M. Thiers semble frappé de ce spectacle que lui offre M. Guizot, et tandis que l’anarchie montait à l’assaut du ministère où siège M. Guizot, M. Thiers, usant avec modération de ses connaissances spéciales et de ses belles études, défendait la centralisation financière, c’est-à-dire la force réelle du pouvoir contre le ministère qui oubliait ce principe dans la loi sur les caisses d’épargne. Il s’opposait à la création d’une commission chargée de diriger la caisse des dépôts et consignations sans le concours du ministre des finances, et indépendante de lui, ralliant ainsi à lui M. Roy, M. Humann et tous les hommes qui font autorité dans cette matière. Tant d’esprit, uni à tant de sens, est bien fait pour laver M. Thiers de l’épithète de révolutionnaire, prise dans sa plus mauvaise acception, que lui jettent ses adversaires, et qu’il mérite aussi peu que M. Guizot mérite les accusations qu’il s’attire par sa déférence pour des amis dangereux.

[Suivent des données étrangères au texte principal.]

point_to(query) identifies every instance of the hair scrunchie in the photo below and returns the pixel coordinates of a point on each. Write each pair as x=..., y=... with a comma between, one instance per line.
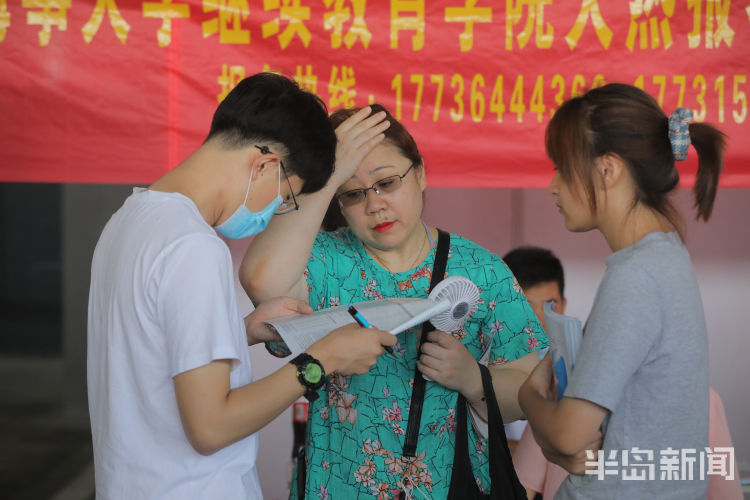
x=679, y=134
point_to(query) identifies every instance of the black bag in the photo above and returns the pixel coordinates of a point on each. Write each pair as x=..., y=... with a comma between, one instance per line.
x=505, y=483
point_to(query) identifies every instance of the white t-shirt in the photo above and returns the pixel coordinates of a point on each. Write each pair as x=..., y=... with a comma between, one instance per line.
x=162, y=302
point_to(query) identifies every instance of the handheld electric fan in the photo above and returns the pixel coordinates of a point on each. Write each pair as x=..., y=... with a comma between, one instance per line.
x=463, y=296
x=455, y=299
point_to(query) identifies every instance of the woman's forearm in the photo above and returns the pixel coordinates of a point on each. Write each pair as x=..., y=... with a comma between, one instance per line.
x=276, y=258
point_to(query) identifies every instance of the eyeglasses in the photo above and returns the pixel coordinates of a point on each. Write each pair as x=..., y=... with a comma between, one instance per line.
x=386, y=185
x=286, y=205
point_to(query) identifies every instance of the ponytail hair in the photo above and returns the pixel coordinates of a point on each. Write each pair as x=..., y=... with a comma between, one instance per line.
x=624, y=120
x=709, y=142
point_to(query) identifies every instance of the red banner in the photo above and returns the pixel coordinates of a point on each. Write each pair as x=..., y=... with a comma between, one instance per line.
x=121, y=91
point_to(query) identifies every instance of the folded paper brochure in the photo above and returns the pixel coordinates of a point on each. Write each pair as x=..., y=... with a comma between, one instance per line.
x=565, y=335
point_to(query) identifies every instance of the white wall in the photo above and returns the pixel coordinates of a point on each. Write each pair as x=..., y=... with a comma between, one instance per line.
x=501, y=219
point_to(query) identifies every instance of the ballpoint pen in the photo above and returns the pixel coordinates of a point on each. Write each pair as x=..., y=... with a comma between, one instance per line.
x=361, y=321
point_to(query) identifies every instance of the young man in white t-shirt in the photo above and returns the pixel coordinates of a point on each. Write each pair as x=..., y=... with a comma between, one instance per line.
x=174, y=409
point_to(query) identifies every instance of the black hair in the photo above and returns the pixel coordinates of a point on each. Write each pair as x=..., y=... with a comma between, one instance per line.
x=269, y=108
x=535, y=265
x=396, y=135
x=624, y=120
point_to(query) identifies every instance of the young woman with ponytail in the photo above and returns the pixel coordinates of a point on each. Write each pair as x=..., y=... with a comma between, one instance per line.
x=640, y=382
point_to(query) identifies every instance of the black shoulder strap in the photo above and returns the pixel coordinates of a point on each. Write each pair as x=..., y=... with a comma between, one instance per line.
x=417, y=395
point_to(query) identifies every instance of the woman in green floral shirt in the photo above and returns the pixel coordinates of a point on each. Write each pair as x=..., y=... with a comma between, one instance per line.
x=356, y=430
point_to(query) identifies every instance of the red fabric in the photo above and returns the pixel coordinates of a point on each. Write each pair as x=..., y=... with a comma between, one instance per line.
x=81, y=103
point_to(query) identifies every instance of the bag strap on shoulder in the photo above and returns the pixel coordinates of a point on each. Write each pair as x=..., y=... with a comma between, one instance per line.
x=417, y=395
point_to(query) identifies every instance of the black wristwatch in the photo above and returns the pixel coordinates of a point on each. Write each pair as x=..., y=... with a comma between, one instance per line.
x=310, y=374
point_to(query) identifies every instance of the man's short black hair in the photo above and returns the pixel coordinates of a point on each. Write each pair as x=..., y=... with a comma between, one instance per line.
x=272, y=110
x=535, y=265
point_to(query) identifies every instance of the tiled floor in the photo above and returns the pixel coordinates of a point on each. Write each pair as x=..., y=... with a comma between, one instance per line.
x=45, y=453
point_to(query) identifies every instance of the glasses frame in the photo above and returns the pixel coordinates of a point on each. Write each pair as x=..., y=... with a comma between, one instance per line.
x=289, y=208
x=374, y=188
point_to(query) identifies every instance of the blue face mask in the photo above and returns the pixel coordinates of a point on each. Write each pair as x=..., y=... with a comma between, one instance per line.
x=243, y=223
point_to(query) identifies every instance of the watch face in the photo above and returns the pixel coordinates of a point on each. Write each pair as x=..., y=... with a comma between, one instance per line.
x=313, y=373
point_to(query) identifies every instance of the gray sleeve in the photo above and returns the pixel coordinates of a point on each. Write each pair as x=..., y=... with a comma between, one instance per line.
x=622, y=328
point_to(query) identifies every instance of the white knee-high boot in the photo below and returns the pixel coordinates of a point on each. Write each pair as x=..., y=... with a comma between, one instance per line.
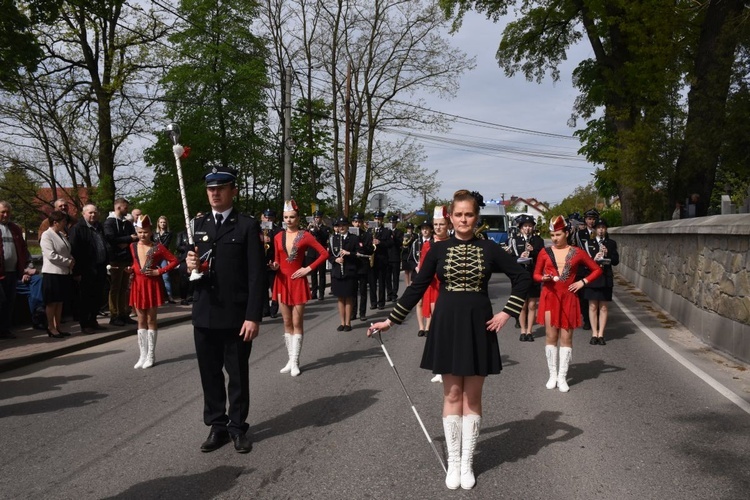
x=470, y=434
x=566, y=354
x=143, y=346
x=551, y=352
x=288, y=342
x=151, y=337
x=296, y=349
x=452, y=428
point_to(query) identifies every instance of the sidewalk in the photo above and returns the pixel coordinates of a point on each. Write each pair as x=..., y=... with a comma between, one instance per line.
x=33, y=346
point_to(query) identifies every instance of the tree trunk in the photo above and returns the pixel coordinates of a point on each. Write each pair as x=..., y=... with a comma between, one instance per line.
x=695, y=171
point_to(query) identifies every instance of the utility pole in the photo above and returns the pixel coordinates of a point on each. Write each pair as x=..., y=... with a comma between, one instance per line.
x=347, y=106
x=287, y=187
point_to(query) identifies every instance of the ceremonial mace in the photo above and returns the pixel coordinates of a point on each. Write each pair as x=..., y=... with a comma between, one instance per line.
x=173, y=130
x=413, y=408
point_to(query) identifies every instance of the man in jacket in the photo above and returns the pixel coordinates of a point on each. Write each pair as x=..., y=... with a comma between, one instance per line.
x=227, y=309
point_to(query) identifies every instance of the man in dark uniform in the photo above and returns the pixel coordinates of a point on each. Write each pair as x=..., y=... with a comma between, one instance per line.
x=227, y=309
x=363, y=265
x=382, y=240
x=394, y=259
x=320, y=232
x=270, y=230
x=90, y=253
x=585, y=235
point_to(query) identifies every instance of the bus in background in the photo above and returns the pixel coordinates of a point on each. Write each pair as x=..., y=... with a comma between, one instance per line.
x=493, y=223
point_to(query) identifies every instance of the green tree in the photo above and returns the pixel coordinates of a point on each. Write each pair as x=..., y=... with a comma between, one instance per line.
x=644, y=53
x=215, y=91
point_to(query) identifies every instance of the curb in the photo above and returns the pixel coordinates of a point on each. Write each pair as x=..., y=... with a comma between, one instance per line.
x=23, y=361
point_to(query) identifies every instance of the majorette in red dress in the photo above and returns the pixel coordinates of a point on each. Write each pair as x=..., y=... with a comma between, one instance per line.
x=294, y=291
x=148, y=291
x=565, y=310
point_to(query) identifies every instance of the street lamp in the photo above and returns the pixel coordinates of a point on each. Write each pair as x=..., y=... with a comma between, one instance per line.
x=173, y=131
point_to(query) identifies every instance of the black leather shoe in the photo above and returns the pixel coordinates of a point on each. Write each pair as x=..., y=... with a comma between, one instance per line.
x=216, y=439
x=242, y=443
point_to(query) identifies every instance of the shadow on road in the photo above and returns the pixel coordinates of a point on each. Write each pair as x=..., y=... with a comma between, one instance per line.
x=209, y=484
x=35, y=385
x=316, y=413
x=520, y=439
x=55, y=404
x=342, y=357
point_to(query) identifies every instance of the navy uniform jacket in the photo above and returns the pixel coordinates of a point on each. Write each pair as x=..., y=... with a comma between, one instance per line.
x=607, y=278
x=232, y=289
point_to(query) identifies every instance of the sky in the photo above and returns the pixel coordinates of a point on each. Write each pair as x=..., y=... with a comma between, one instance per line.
x=487, y=95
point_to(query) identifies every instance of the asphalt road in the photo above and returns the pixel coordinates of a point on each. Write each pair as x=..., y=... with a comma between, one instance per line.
x=636, y=423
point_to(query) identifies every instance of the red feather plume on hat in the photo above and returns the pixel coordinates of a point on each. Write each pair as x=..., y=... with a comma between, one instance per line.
x=558, y=224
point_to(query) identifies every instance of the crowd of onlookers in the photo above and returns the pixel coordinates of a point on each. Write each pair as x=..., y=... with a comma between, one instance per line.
x=85, y=271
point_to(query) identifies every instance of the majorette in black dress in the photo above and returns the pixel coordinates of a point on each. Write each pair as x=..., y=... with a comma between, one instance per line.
x=458, y=342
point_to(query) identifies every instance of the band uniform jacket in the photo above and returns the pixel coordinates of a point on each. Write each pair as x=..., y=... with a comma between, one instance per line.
x=592, y=248
x=364, y=251
x=231, y=290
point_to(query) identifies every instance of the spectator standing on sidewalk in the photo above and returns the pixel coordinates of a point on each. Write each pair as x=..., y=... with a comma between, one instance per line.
x=119, y=234
x=14, y=266
x=90, y=252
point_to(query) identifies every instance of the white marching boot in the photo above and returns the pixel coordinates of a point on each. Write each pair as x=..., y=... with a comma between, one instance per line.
x=551, y=352
x=452, y=428
x=470, y=434
x=288, y=342
x=143, y=346
x=566, y=354
x=151, y=340
x=296, y=349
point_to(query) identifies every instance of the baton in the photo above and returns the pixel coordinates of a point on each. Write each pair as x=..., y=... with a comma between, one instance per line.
x=413, y=408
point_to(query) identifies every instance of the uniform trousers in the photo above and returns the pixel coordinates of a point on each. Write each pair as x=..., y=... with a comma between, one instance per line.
x=219, y=349
x=7, y=297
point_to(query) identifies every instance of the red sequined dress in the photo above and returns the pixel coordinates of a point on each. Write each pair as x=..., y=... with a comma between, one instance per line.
x=148, y=291
x=563, y=305
x=294, y=291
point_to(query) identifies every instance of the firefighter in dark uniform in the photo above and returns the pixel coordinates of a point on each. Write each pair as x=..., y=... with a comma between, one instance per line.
x=525, y=246
x=269, y=229
x=586, y=234
x=321, y=233
x=227, y=309
x=382, y=241
x=364, y=254
x=598, y=293
x=394, y=260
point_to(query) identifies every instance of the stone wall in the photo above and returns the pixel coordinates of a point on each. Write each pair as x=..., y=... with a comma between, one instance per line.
x=697, y=270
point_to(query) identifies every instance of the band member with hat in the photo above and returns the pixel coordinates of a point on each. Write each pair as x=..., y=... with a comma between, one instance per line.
x=559, y=310
x=227, y=308
x=342, y=250
x=603, y=250
x=146, y=291
x=321, y=233
x=394, y=259
x=525, y=246
x=382, y=241
x=408, y=239
x=419, y=245
x=269, y=230
x=290, y=288
x=364, y=257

C’est dans cet état si compliqué des partis que vont s’ouvrir les plus grandes discussions. Nous ne doutons plus que le ministère n’ait sa majorité toute prête pour les lois qui sont encore à voter ; mais le zèle ardent, trop ardent peut-être, de la chambre des députés, pourrait lui causer quelque embarras dans la chambre des pairs. On dit que la loi de la garde nationale, présentée à la chambre par complaisance pour M. Jacqueminot, et que la chambre a votée par complaisance pour le ministère qui ne s’en soucie guère et qui en voit peut-être tout le danger, sera sévèrement amendée par la chambre des pairs. Il ne s’agit pas de moins, en effet, que de faire entrer dans la garde nationale de Paris, de couvrir d’un uniforme et de munir d’un fusil quinze mille hommes, pour la plupart très opposés à cette institution et à toutes les institutions qui nous régissent. On a calculé que sur ces quinze mille hommes, il se trouverait environ cinq mille carlistes et huit mille républicains. Nous ne voudrions offenser personne, mais il ne serait pas impossible que des Meunier et des Champion se glissassent dans ces rangs, et la machine infernale de Fieschi serait toute trouvée dans un peloton de gardes nationaux composé d’après le principe de coercition consacré par la nouvelle loi. Et ces dangers, il faudrait les faire courir à l’état et au roi pour complaire au goût particulier de M. Jacqueminot, de M. Delessert et de quelques autres qui aiment à s’entourer d’épaulettes et de bonnets à poils ! Jamais meilleure occasion de rendre à l’état et à l’ordre public un de ces services éclairés qu’on a droit d’attendre de sa vieille expérience, ne s’offrit à la chambre des pairs.


F. Buloz.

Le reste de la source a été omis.